Она часто писала в партизанский центр, но на все ее письма пришло два одинаковых ответа: «Новых сведений об отце и муже не поступило». А тут Станислав Силантьевич назначил ее старшей сестрой. Если до этого персонал больницы за глаза шептался да посмеивался над увлечением солидного шефа, то после перемещения кадров заговорили с возмущением. В назначении Вассы старшей сестрой усмотрели ущемление собственных интересов.

— Мы тут годами вкалываем, а эта партизанка явилась — и на тебе…

— Уж видно, как она партизанила, хе-хе! Не иначе от лешего привезла малого…

— Так и я могу партизанить, да не с кем, мужиков позабирали, один Силантьевич остался на всех…

— А чего? Он мужчина в силе…

— И куда жена смотрит!

Сочившиеся по-за углами разговорчики привели к тому, что активные борцы за укрепление семейных устоев подсказали супруге главврача, на что ей следует обратить внимание. После этого Станислав Силантьевич был вызван в райком, где ему указали на неприемлемость той формы содружества руководства с подчиненными, которую он применяет в вверенном ему лечебном учреждении.

Официальный разговор закончился тем, что без вины виноватой Вассе предложили просто уволиться по собственному желанию. Васса отказалась и принесла прокурору жалобу на беззаконие. Тот поговорил с горздравовцами, и тогда Васса по обоюдному согласию уехала переводом на ту же работу в Березово.

Жизнь Вассы еще больше осложнилась, трудностей прибавилось, приходилось экономить каждую копейку. За квартиру хозяйке — плати, за то, что присматривает за ребенком, — плати, за молоко соседке — плати, за еду в столовой, за продукты в магазине, за белье и обувку, за мыло, да все это и не пересчитаешь, когда прореха на прорехе, когда старое пришло в ветхость, а нового ничего нет.

Так в делах и заботах прошла еще одна военная зима, последняя. И вот — день победы. Улицы возбужденно шумели.

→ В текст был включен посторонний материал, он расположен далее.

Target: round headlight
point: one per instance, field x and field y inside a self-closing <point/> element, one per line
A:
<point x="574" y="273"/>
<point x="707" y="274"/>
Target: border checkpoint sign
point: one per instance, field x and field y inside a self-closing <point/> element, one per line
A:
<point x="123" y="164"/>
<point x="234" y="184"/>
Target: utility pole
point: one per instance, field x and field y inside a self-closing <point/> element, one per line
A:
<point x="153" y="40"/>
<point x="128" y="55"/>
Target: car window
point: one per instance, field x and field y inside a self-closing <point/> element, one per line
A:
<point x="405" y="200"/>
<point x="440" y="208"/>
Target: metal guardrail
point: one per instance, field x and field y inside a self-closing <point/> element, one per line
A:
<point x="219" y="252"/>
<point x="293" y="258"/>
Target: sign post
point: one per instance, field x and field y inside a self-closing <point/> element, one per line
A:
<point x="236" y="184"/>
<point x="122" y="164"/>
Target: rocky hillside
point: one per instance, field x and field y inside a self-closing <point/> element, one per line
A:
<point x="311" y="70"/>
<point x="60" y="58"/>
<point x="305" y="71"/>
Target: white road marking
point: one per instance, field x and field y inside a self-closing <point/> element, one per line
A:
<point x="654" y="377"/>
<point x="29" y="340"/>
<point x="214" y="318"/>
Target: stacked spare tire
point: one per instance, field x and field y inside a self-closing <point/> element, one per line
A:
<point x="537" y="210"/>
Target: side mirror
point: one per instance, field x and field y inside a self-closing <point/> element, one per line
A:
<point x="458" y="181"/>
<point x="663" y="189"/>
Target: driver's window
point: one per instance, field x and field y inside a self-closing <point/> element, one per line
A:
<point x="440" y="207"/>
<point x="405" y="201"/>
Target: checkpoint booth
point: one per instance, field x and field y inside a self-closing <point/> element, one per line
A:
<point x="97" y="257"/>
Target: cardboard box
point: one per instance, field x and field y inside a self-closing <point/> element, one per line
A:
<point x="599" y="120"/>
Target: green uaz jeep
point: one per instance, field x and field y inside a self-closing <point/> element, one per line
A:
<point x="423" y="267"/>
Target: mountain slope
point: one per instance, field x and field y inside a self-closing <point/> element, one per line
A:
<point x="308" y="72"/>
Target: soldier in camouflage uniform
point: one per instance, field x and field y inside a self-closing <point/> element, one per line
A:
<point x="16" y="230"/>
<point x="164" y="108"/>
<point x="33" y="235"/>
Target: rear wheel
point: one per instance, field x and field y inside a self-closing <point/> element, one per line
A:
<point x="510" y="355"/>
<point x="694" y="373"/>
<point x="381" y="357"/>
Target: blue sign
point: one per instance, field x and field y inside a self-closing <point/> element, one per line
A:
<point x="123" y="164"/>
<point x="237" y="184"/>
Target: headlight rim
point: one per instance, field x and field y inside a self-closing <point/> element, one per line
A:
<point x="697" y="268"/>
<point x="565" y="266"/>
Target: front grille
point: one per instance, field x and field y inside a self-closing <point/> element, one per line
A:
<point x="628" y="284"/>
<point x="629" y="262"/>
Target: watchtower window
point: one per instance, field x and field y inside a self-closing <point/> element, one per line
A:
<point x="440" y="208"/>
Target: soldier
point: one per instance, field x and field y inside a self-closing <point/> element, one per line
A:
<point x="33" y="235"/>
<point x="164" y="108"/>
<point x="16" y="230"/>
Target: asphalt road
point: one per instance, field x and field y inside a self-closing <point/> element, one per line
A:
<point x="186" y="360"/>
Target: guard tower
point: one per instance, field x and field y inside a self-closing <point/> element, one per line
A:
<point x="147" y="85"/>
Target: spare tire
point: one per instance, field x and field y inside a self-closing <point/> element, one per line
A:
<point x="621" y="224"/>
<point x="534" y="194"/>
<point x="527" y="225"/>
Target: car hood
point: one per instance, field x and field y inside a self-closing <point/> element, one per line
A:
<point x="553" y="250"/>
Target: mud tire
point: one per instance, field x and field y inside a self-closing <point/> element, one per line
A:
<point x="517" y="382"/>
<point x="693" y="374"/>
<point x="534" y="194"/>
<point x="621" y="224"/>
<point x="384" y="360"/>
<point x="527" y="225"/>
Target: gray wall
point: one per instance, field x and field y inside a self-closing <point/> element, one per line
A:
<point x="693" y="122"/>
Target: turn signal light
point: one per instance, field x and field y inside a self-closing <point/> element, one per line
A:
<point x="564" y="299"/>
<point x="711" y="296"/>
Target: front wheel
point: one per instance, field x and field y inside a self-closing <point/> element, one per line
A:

Васса не выходила из дому. Отдежурив, сутки в больнице, выпроводила Юрика гулять, сама принялась за стирку. Работала не по нужде, а чтоб забыться. Ближе к вечеру хозяйка Сергеевна позвала Вассу на свою половину. Она тоже была вдовой, несколько лет назад муж ее от чего-то высох и помер, сын-моряк погиб с подводной лодкой, дочь с мужем жила в Хабаровске. Сергеевна потому Вассу и на квартиру приняла, что тосковала очень, особенно по детям и по внукам, а заботы о сыне квартирантки как-то скрашивали жизнь, отвлекали от собственного горя.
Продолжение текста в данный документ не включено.